Was ich also im Idealfall suche ist ein Programm, mit dem ich durch Drag&Drop, Hin-und-Herziehen die Reihenfolge der Bilder bestimmen kann und am Ende auf "generate" drücke und das Programm dann nach einem von mir vorgegebenen Muster die Dateien durchnummeriert/benennt.

Wenns so ein Programm gibt, wärs natürlich wahnsinn, ansonsten bin ich auch für andere Lösungen offen  :Smile: . Zur größten Not mach ich es so, dass ich die alten Dateinamen der Bilder in jeweils eine neue Zeile einer Textdatei schreibe (natürlich dann in der richtigen Reihenfolge) und ein Skript drauf anwende.. aber wirklich toll ist das so nicht.Last edited by monade on Mon Sep 04, 2006 6:13 pm; edited 2 times in total

----------

## Kopernikus

Hallo,

also es gibt ein programm das nennt sich Xnview.

Ich benutze dieses Programm selbst und bin wirklich begeistert davon.

Ich glaube ich habe dich nicht ganz richtig verstanden, aber mit Xnview kann man Bilder automatisch durchnummerieren/ordnen lassen.
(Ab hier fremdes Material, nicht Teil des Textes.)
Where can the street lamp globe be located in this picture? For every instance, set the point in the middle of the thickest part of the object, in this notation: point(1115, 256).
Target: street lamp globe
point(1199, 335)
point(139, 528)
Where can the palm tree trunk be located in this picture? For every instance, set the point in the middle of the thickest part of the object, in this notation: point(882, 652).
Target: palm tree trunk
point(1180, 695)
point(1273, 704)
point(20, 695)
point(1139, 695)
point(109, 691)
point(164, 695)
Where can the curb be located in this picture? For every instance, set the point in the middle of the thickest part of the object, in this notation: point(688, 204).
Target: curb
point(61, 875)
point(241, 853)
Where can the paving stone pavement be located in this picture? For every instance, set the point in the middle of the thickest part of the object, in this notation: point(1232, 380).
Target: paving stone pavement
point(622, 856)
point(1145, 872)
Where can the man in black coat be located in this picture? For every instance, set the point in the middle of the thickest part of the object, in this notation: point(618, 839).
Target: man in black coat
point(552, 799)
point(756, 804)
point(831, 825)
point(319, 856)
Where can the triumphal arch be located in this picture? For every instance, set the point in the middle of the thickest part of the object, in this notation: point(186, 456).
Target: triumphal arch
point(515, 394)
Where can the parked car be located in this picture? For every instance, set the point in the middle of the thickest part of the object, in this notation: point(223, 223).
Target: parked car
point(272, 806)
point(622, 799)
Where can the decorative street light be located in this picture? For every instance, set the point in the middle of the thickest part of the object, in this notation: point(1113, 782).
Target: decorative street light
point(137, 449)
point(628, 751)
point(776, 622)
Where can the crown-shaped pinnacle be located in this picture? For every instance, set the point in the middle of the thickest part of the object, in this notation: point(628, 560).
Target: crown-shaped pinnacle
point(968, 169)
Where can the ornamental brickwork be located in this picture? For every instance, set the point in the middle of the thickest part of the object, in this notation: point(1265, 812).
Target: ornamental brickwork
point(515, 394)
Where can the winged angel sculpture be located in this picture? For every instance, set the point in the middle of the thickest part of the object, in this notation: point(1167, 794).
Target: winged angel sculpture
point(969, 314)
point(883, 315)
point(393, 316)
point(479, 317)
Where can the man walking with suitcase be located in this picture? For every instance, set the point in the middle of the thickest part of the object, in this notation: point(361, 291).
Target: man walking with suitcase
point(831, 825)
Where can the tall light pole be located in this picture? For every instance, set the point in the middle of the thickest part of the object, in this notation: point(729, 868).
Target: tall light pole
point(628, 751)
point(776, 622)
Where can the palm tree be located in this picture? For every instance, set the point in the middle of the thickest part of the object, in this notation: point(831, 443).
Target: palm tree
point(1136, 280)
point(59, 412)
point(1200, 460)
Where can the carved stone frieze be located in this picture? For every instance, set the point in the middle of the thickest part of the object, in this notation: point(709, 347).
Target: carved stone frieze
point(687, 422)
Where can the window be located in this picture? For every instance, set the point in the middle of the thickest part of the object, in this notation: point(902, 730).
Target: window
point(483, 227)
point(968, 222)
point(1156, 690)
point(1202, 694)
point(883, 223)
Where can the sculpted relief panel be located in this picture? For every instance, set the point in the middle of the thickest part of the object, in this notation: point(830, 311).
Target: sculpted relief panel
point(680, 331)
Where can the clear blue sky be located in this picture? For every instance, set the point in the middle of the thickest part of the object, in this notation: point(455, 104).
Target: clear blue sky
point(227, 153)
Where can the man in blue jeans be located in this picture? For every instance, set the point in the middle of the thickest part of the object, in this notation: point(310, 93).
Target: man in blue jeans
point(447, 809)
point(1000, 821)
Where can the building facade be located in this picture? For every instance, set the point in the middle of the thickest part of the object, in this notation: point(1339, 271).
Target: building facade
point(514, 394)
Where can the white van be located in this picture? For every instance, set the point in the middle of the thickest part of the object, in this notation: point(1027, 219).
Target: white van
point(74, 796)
Außerdem kann man damit auch noch scripts schreiben (ganz leicht) bei denen man dann die Bilder erstmal alle auf eine gemeinsame größe bringt, sie danach nach der reihenfolge umbenennen und dann vllt. noch einen Weißabgleich vornimmt. Ist ja nur ein Beispiel. Man kann die unterschiedlichsten dinge damit machen.

Xnview ist im Portage, also einfach emerge xnview.

Möglicherweise (kommt auf deine Architektur an) musst du vorher noch deine  /etc/portage/package.keywords  editieren, da Xnview (zumindest auf Amd64) masked ist.

Aber es läuft prima und ich hatte noch nie einen Fehler oder gar einen Absturz des Programms.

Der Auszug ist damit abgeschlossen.